Dans la lignée de ses prédécesseurs, Swot (pour « Surface water and ocean topography » ou « Topographie des eaux de surface et des océans ») aura pour vocation d’améliorer la compréhension du cycle de l’eau et son impact sur le climat. Il prend la suite du satellite Topex-Poseidon, qui avait notamment mis en évidence le phénomène El Niño il y a trente ans, et plus récemment des missions Jason-1-2-3.
« Dans les années 1970, des scientifiques installés de chaque côté de l’Atlantique ont eu l’idée de surveiller les océans pour voir comment ils marchaient. Swot va proposer des données encore plus précises », expliquait en septembre, dans les locaux cannois de Thales Alenia Space, où le satellite a été assemblé, Bertrand Denis, le responsable du service Observation de la Terre et sciences de l’entreprise.

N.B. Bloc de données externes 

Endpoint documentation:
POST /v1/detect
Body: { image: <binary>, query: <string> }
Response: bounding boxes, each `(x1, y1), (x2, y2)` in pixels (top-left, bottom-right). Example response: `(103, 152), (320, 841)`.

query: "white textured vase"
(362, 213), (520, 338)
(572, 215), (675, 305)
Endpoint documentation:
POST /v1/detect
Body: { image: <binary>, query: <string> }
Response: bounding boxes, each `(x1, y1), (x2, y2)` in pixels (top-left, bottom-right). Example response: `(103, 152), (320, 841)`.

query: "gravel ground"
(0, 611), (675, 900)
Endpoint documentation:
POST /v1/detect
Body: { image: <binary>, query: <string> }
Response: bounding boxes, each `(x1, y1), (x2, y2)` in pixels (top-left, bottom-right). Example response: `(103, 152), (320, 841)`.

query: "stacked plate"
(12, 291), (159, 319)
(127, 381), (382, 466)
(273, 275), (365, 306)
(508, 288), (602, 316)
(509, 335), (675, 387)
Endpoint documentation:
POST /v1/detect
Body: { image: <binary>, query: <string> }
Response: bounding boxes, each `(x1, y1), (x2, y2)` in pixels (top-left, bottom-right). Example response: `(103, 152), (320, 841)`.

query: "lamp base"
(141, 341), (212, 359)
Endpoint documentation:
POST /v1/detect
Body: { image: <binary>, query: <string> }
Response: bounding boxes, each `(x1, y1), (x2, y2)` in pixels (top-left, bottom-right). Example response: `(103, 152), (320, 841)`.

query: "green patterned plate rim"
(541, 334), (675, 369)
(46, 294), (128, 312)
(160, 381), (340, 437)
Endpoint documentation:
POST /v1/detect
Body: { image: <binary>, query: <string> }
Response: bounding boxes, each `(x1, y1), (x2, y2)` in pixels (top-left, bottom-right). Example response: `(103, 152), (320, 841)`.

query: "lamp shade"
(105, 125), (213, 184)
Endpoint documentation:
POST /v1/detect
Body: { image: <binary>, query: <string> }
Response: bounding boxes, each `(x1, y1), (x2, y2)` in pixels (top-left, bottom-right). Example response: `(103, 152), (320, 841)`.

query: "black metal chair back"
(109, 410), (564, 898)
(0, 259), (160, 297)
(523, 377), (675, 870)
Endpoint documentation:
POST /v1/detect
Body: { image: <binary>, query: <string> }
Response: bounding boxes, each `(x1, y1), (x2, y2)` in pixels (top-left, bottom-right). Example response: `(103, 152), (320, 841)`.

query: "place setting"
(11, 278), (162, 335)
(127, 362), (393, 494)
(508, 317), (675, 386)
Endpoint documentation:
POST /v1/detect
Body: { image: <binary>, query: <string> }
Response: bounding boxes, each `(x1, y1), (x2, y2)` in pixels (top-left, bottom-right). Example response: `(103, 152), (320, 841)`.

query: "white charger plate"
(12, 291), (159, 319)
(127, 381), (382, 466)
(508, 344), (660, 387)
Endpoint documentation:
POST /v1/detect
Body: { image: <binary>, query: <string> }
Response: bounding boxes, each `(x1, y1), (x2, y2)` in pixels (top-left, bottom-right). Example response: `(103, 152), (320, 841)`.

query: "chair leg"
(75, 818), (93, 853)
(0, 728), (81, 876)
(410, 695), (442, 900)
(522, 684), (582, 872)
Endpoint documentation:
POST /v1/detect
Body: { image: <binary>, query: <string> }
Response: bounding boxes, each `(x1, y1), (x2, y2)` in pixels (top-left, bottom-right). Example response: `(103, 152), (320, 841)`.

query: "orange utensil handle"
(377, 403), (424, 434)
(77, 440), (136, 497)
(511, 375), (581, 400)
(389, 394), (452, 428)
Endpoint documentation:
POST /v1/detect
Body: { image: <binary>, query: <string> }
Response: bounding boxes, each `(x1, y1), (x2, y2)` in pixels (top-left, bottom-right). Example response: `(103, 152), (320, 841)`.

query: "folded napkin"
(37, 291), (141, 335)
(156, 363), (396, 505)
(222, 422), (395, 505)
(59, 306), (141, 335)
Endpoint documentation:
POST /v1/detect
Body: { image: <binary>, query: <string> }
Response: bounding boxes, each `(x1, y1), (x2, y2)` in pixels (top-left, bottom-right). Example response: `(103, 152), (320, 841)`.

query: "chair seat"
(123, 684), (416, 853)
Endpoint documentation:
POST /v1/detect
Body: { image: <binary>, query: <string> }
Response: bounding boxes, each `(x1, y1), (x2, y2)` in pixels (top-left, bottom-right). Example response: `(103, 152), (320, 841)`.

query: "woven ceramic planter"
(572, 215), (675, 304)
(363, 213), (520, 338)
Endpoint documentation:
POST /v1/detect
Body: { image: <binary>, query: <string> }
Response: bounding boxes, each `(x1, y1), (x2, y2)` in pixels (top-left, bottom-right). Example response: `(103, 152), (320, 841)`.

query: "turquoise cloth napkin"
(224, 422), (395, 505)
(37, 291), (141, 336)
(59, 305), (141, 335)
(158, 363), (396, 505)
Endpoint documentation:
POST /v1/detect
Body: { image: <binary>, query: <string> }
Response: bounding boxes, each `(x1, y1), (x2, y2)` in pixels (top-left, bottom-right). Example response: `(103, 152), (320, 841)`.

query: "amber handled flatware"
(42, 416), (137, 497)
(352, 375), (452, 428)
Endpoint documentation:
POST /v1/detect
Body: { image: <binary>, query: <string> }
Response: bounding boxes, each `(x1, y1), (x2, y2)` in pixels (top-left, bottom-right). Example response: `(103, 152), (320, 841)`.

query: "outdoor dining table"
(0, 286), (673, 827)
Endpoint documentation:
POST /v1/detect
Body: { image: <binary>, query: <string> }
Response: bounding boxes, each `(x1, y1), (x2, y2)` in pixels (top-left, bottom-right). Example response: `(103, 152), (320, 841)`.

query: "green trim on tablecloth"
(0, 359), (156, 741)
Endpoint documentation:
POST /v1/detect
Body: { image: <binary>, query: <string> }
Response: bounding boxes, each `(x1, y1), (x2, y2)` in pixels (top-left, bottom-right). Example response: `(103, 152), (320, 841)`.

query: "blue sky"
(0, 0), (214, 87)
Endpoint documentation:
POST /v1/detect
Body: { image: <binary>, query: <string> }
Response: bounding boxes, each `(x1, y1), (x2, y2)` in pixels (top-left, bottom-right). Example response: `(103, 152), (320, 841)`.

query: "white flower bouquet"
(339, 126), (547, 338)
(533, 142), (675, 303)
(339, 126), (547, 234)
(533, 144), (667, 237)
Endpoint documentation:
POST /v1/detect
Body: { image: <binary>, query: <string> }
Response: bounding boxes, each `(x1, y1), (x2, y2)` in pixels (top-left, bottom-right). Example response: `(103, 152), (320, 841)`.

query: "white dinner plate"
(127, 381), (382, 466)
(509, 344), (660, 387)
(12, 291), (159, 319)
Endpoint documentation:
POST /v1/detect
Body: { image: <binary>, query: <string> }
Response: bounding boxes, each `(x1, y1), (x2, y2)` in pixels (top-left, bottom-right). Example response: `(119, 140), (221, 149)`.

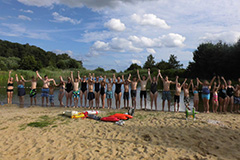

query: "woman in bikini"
(148, 69), (160, 110)
(7, 71), (13, 104)
(212, 77), (221, 113)
(197, 76), (216, 113)
(218, 77), (227, 113)
(226, 80), (234, 113)
(93, 76), (100, 109)
(65, 77), (73, 107)
(80, 76), (88, 107)
(174, 76), (187, 112)
(113, 74), (124, 109)
(192, 81), (199, 111)
(98, 76), (107, 109)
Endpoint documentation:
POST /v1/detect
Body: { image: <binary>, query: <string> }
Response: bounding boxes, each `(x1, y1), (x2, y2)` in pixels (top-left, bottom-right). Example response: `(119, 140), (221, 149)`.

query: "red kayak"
(101, 117), (120, 122)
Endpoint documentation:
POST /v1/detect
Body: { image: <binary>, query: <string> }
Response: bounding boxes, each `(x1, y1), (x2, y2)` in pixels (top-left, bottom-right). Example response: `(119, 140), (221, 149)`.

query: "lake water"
(0, 85), (197, 111)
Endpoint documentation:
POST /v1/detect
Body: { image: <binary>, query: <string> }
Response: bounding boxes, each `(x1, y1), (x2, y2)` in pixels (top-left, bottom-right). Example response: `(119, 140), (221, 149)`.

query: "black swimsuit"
(65, 82), (73, 93)
(95, 83), (100, 92)
(7, 83), (13, 92)
(227, 87), (233, 97)
(81, 82), (87, 93)
(151, 83), (157, 94)
(115, 83), (122, 94)
(218, 89), (227, 99)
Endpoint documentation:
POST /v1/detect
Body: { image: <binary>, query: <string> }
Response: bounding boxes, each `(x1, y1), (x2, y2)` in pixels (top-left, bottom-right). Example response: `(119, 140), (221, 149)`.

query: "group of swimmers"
(7, 69), (240, 113)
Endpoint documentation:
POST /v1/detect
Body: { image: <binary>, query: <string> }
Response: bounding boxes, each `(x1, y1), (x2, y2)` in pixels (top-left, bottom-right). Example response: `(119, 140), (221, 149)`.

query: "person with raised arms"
(226, 80), (234, 113)
(137, 69), (150, 110)
(123, 74), (131, 109)
(197, 76), (216, 113)
(62, 77), (73, 108)
(218, 77), (227, 113)
(212, 77), (221, 113)
(93, 76), (100, 109)
(7, 71), (14, 104)
(106, 74), (115, 109)
(148, 70), (160, 110)
(113, 74), (124, 109)
(160, 69), (176, 111)
(98, 76), (107, 109)
(174, 76), (187, 112)
(21, 76), (38, 106)
(16, 74), (26, 107)
(183, 79), (193, 110)
(192, 79), (199, 111)
(36, 71), (54, 106)
(87, 73), (95, 109)
(71, 71), (80, 108)
(79, 76), (88, 107)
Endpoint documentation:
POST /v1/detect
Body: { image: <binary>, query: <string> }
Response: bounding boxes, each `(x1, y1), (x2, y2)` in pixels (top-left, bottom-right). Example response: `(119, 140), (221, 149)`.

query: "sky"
(0, 0), (240, 71)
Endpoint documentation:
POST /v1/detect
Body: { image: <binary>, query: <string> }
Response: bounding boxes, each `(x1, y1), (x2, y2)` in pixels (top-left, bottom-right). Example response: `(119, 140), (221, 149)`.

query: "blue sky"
(0, 0), (240, 71)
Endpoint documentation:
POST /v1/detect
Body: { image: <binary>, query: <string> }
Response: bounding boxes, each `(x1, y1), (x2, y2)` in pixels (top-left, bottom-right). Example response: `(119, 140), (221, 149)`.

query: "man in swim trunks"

Ce géant de 2,2 t et 16 m d’envergure, qui a dû nécessiter un transport dans un Lockheed C-5 Galaxy, un avion militaire de l’US Air force, depuis l’aéroport de Nice, pourra compter sur un instrument inédit pour en offrir davantage aux scientifiques. KaRIn (« Ka-band Radar INterferometer » ou « radar interféromètre en bande Ka »), fabriqué par le Jet Propulsion Laboratory, et ses deux antennes éloignées de 10 mètres l’une de l’autre vont permettre une observation bidimensionnelle de 120 km de large à chaque passe. Elles permettront « une couverture des lacs, des rivières, réservoirs et océans de la Terre à raison de deux fois tous les 21 jours », vante Thales Alenia Space.
Une précision dix fois supérieure que celle permise par les derniers instruments.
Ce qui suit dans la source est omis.